Amid faltering negotiations to end Syria's civil war, a ground assault on Idlib by Bashar Al Assad's forces takes the fight to the rebels in the one area they felt most secure against such an attack.
A coalition of Islamist rebel groups including, the Al Qaeda affiliate Jabhat Al Nusra and the powerful Ahrar Al Sham militia, swept through the north-western province bordering Turkey in the spring of 2015. It has remained in rebel hands despite subsequent factional fighting and relentless government bombardment, including chlorine and sarin gas attacks.
As rebels lost battles elsewhere in the country, government-imposed ceasefire agreements would send those fighters as well as civilians from those areas to Idlib, swelling the population of the fledgling statelet to about two million.
As rebel infighting escalated, Jabhat Al Nusra, which had by then severed ties with Al Qaeda and rebranded itself Jabhat Fatah Al Sham, swallowed lesser militias and emerged as the dominant force in a new coalition, Hayat Tahrir Al Sham. It quickly established its military supremacy, driving out Ahrar Al Sham, its main Islamist rival, and recently set up a formal "government of national salvation" to serve as its political face.
The incursion by Syrian troops and allied forces into southern Idlib in late December is not only a challenge to rebel control of the province but also but a major setback to the opposition as a whole as it seeks to negotiate a transition of power from the Assad regime. Activists say the rebels in Idlib have retreated and done little to repel the government's advance, which is supported by heavy bombardment by Syrian and Russian jets.
The advance into Idlib appears to involve a thrust towards Abu Al Dhuhour airbase, a military complex that the government might use to cut off rebels in neighbouring Aleppo province from their counterparts in Idlib, and which is situated close to a highway leading to other western provinces.
It is not yet clear if the government is planning a broader campaign to reclaim the entire region, an undertaking that would face stiff resistance from entrenched rebels as well as cause a humanitarian catastrophe with another refugee surge into Turkey and untold civilian casualties.
The fighting has already forced thousands of residents to flee towards Turkey.
"There are people carrying all their belongings on cars everywhere, headed to the border," said one activist from Idlib who fled his home on Saturday for the Atmeh refugee camp near the Turkish border. "Entire villages have been displaced and abandoned."
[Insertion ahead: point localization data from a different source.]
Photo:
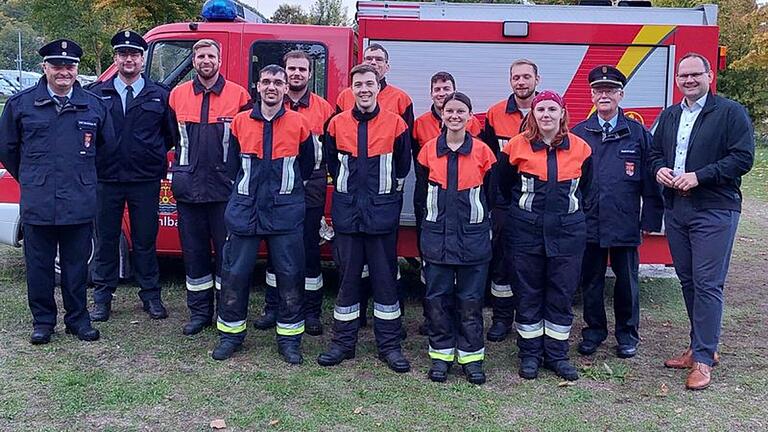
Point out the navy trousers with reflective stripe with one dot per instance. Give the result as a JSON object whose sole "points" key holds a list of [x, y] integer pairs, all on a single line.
{"points": [[502, 300], [351, 252], [74, 245], [626, 297], [701, 243], [454, 303], [240, 256], [313, 298], [544, 287], [142, 201], [201, 227]]}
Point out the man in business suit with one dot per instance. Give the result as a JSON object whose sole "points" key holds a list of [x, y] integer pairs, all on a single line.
{"points": [[701, 149]]}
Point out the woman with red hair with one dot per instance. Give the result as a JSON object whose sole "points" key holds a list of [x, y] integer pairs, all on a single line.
{"points": [[545, 172]]}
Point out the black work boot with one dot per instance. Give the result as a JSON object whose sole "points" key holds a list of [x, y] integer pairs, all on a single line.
{"points": [[266, 321], [225, 349], [474, 372], [396, 361], [529, 368], [498, 331], [334, 356], [290, 349], [101, 311], [439, 370], [564, 369]]}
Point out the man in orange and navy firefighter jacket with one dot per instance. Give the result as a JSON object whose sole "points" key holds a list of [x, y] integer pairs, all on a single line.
{"points": [[546, 173], [390, 98], [368, 153], [298, 66], [456, 242], [276, 155], [503, 121], [203, 170]]}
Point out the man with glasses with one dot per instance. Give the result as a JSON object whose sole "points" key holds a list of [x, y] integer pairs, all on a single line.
{"points": [[620, 147], [131, 175], [701, 149]]}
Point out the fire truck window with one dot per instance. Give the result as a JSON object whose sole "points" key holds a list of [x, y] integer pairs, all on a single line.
{"points": [[170, 62], [270, 52]]}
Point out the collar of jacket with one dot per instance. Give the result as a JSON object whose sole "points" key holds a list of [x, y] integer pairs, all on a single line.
{"points": [[442, 144], [217, 87], [302, 102], [364, 117], [256, 113], [539, 145], [42, 97]]}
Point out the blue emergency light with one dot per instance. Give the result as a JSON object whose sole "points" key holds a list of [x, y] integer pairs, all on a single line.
{"points": [[219, 10]]}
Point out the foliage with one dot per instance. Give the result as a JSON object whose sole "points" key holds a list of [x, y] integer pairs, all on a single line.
{"points": [[290, 14]]}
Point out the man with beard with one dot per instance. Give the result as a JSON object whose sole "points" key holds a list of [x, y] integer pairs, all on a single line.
{"points": [[701, 148], [368, 154], [622, 178], [276, 154], [50, 136], [426, 128], [131, 175], [203, 170], [298, 66], [503, 121]]}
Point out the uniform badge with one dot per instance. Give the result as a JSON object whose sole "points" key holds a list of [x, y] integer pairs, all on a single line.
{"points": [[629, 168]]}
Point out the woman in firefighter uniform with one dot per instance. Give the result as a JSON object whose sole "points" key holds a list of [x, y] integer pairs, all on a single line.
{"points": [[456, 242], [545, 172]]}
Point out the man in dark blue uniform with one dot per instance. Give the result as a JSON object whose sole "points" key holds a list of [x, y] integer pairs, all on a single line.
{"points": [[131, 175], [49, 137], [701, 148], [620, 149]]}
Many had come from Aleppo when that city fell a little more than a year ago, others from Homs, the countryside near Damascus, and many other areas where the opposition surrendered to the regime's superior firepower in exchange for safe passage.
“Displacement creates social, economic and humanitarian problems that can fell strong states, let alone impoverished areas exhausted by war that have no central services or authority,” said an Ahrar Al Sham official in Syria. “The criminal regime and its allies are using the pain of people in displacement because they believe they will agree to any compromises in order to return home.”
The Syrian advance will also alarm Ankara because, as part of a “de-escalation” agreement reached with Assad allies Russia and Iran, Turkey has deployed peacekeeping troops in Idlib. Their presence appears to have done little to limit the bombardment.
The renewed fighting in Idlib has also refocused attention on Hayat Tahrir Al Sham, which has used its military and political dominance in the province to impose hardline Islamist restrictions on residents, such as banning women from living alone without a male relative. This week, the group sought to close down college lectures involving students that had opposed its national salvation government.
Sam Heller, a Beirut-based fellow with The Century Foundation think tank, said the regime's corralling of opposition refugees and fighters into Idlib was primarily a strategy to demonstrate that the alternative to it was hardline jihadist rule.
“I think the idea was not only to deposit residents of these 'reconciled' areas in an opposition-held dumping ground, but to do it in the least hospitable one possible — one run by predatory jihadist factions, and that would be culturally alien to people from, for example, the Damascus countryside,” he said. “The regime also counted on the jammed-in residents of the rebel north-west, including its armed factions, to basically consume each other.
“And this strategy has also given the regime a useful bogeyman, allowing it to point to this low-functioning jihadist thing in Idlib as the real alternative to its own rule.”
The Ahrar Al Sham official said that Hayat Tahrir Al Sham's control over Idlib, and its destruction of rebel factions that it deemed rivals, had damaged the opposition's cause and provoked anger from residents through its policies.
“In short, the presence of HTS weakened the revolution militarily and politically,” he said.